Au-delà des arguments techniques – sur la saturation de l'actuel aéroport, par exemple –, c'est la doxa économique traditionnelle qui s'affirme chez les élus : « Il faut être un "grand nœud" européen ou mondial de transports modernes, constate l'économiste Jean Gadrey. On ne compte plus les régions ou métropoles qui se définissent comme étant "au carrefour de l'Europe" ! Curieux projet quand même : être un carrefour plutôt qu'un espace de vie largement autonome… » Laurence Rossignol constate que « personne n'a mené le débat » sur la place du transport aérien dans le monde : « Doit-on réserver l'avion au trafic intercontinental ? Faut-il développer au maximum l'alternative à l'aérien, comme c'est le cas en France, et comme on essaie de le faire au niveau européen ? »
Etes-vous “utilité publique” ou “biens communs” ?
Alors, l'enquête d'utilité publique est-elle encore le bon outil, en 2013, pour évaluer la pertinence de projets qui engagent la collectivité dans son ensemble ? Et s'il fallait, dans une société à la fois plus complexe et plus mûre, faire appel à de nouvelles notions ? L'une d'elles, entendue à Notre-Dame-des-Landes, monte en puissance : les « biens communs », concept médiéval régénéré par les préoccupations environnementales. Un bien commun, c'est une ressource ou une valeur qui échappe à la propriété individuelle, mais aussi au secteur marchand. Il peut être matériel (qualité de l'eau, de l'air…) ou immatériel (la culture, les langues, le droit au soin, le souci des générations futures…).
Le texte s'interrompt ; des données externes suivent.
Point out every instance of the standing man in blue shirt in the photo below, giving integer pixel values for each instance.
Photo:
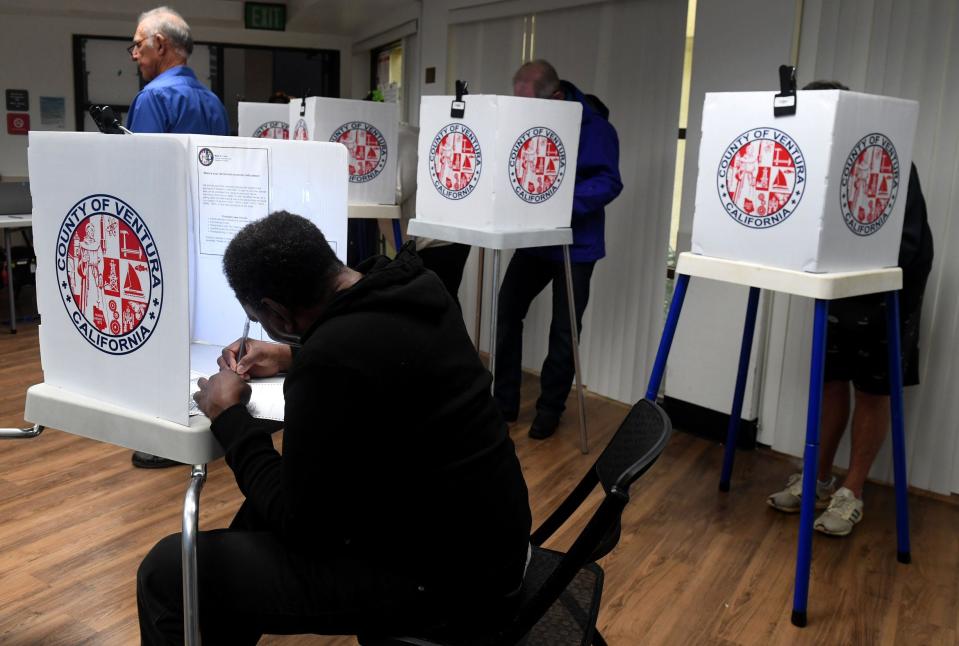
(531, 270)
(173, 99)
Surtout, à la différence de « l'utilité publique », qui dépend au final des seuls pouvoirs publics, le bien commun nous engage tous, sur le mode de la coopération : usagers, citoyens, entreprises, Etat… « Cet aéroport est l'exemple même d'une infrastructure qui implique de nombreux biens communs, climat, biodiversité, voire le bon usage de fonds publics limités, ajoute l'économiste Jean Gadrey. Sachant que les ressources financières, matérielles qu'on peut mettre au service du bien-être durable sont et seront limitées, on doit refuser cette fuite en avant dans de grands projets bétonneurs superflus. »
La seule Région française à avoir lancé une démarche novatrice, inédite en France, de démocratie participative articulée sur les biens communs, est le Nord-Pas-de-Calais : « On est partis d'une question clé, explique Jean-François Caron, sénateur EELV à l'origine de ce chantier de « Transformation écologique et sociale ». Quand et comment engager des fonds publics, sachant que la légitimité des dépenses est de plus en plus souvent contestée par la Cour des comptes, le Conseil d'Etat ? Notre conclusion : on peut inventer un nouveau modèle de développement à partir des biens communs, tant environnementaux que sociaux ou culturels. »
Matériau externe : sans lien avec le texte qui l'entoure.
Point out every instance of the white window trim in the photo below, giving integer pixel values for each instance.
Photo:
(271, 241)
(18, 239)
Depuis deux ans, neuf chantiers concrets et particulièrement sensibles pour la Région ont été lancés : la lutte contre le diabète, « une maladie de société, qui dépend directement des modes de vie » ; l'arrivée du Louvre à Lens, « qui concerne la culture et l'éducation » ; ou encore la réhabilitation thermique de cent mille logements, « qui joue sur plusieurs biens communs : la préservation du climat, de nos ressources énergétiques, mais aussi le développement de l'activité économique et de l'emploi ».
Résultat : un changement de métier pour les pouvoirs publics. « Nous avions des politiques segmentées ? Nous sommes obligés de travailler de façon transversale. Nous étions censés détenir le monopole de l'intérêt général ? Nous devenons des animateurs, des coordinateurs, en mettant autour d'une table les acteurs concernés pour discuter nouvelles énergies, lutte contre le réchauffement, santé… : entreprises, chercheurs, institutionnels, financiers ou encore citoyens. » Alors bien sûr, reconnaît Jean-François Caron, cela prend du temps, et c'est plus compliqué que les politiques traditionnelles verticales.
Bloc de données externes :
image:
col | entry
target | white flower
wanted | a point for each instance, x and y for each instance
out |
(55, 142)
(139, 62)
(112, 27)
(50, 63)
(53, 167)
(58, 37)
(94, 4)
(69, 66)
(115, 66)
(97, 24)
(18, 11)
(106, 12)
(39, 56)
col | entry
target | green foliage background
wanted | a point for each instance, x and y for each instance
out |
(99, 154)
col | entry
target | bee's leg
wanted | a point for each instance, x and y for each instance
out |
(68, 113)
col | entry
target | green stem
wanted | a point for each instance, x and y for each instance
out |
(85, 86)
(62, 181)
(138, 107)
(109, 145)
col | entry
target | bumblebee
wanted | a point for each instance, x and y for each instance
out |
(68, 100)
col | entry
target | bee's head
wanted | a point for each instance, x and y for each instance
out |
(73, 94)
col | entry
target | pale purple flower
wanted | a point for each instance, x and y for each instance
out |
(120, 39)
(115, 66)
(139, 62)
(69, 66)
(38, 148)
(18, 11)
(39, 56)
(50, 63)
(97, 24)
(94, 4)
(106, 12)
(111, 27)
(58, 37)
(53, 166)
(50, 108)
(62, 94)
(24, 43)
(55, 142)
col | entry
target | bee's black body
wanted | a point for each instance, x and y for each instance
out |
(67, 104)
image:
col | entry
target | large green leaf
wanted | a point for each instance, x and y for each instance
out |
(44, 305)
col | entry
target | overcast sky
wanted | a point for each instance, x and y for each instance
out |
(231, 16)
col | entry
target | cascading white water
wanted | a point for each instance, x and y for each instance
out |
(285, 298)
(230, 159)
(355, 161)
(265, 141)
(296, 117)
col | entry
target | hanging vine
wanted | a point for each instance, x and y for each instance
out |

« La démocratie participative, ce n'est pas juste réunir des gens
dans une salle, ce sont des processus complexes. L'immense majorité des
gens n'entre pas spontanément dans la production d'intérêt général ! Ils
vous parlent de leur voiture, de leur enfant, de leurs intérêts
particuliers et c'est normal. A nous de les accompagner, car la
participation des habitants améliore les projets, par l'expertise de
chacun, puis elle favorise leur appropriation. Pendant ce processus, les
gens mutent : entrés comme consommateurs, ils en sortent citoyens. La
démocratie en est revigorée. »
Une exception ? Sans doute, qui tient à l'histoire même de la Région : « Le Nord-Pas-de-Calais est très marqué par le développement non durable, explique le sénateur. Et on a touché les limites du modèle avant d'autres. Du coup, on est obligés d'inventer. » Obligés, le mot n'est pas trop fort... Mardi 15 janvier 2013, le Cevipof (Centre de recherches politiques de Sciences-Po) publiait son tout dernier baromètre de la confiance politique. Baromètre de la défiance, faudrait-il dire : elle atteint un niveau record, et touche – c'est nouveau – fortement les collectivités locales.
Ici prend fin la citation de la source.